Justin from Broadly Construed has a nice post (from a long time past) on evidence and I thought I'd post a thought I posted over there in the comment box.
Here's an argument against E = B. (It seems to work equally well against any view that identifies evidence with the contents of non-factive mental states):
(i) Inference to best explanation requires that evidence is constitutionally capable of figuring in explanation.
(ii) Evidence is constitutionally capable of figuring in explanation only if it is true.
(iii) Evidence consists of truths.
(iv) There are false beliefs.
(v) ~(E = B)
The case for (ii) is that explanations are factive. ('p because q' is true only if p and q are true).
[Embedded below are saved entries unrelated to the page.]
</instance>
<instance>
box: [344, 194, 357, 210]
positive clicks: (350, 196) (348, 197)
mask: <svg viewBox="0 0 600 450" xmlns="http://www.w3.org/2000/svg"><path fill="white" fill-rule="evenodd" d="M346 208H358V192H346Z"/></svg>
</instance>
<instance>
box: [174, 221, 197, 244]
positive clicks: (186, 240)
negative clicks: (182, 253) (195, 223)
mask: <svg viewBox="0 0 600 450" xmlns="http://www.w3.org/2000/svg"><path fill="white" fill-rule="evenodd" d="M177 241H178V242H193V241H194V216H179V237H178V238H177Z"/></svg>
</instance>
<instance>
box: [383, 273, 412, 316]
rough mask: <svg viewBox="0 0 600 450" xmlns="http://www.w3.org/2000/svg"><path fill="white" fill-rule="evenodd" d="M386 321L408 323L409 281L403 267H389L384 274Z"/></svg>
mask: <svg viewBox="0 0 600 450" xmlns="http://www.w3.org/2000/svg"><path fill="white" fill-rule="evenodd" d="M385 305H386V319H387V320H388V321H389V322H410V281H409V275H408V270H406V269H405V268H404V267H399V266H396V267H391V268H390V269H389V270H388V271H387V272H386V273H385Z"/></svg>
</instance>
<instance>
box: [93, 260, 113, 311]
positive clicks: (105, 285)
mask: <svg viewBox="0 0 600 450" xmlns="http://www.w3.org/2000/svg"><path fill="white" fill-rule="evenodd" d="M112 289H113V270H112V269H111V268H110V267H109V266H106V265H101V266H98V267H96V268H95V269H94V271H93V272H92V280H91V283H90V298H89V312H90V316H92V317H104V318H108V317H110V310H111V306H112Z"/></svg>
I don't think there's a second step in evaluation that determines whether something that is evidence can then serve as the evidence that figures in IBE. It seems (iii) follows from (ii).
It seems to me that this causes trouble for a host of views, particularly if it is combined with an acquisition/access principle to the effect that non-inferential knowledge is sufficient for the possession of evidence. Here's a gloss on what evidence is: it is whatever we can properly rely on in theoretical reasoning (of the sort that terminates in belief) without needing to rely on additional evidence or beliefs. I can't see how non-inferential knowledge fails to do that. I also can't see how non-inferentially justified beliefs could fail to do that. So, if we say that non-inferentially justified beliefs provide evidence and accept the argument above, we get the following:
(*) S's belief that p can be non-inferentially justified only if p.
That doesn't rule out the possibility of false, justified beliefs but it's a start.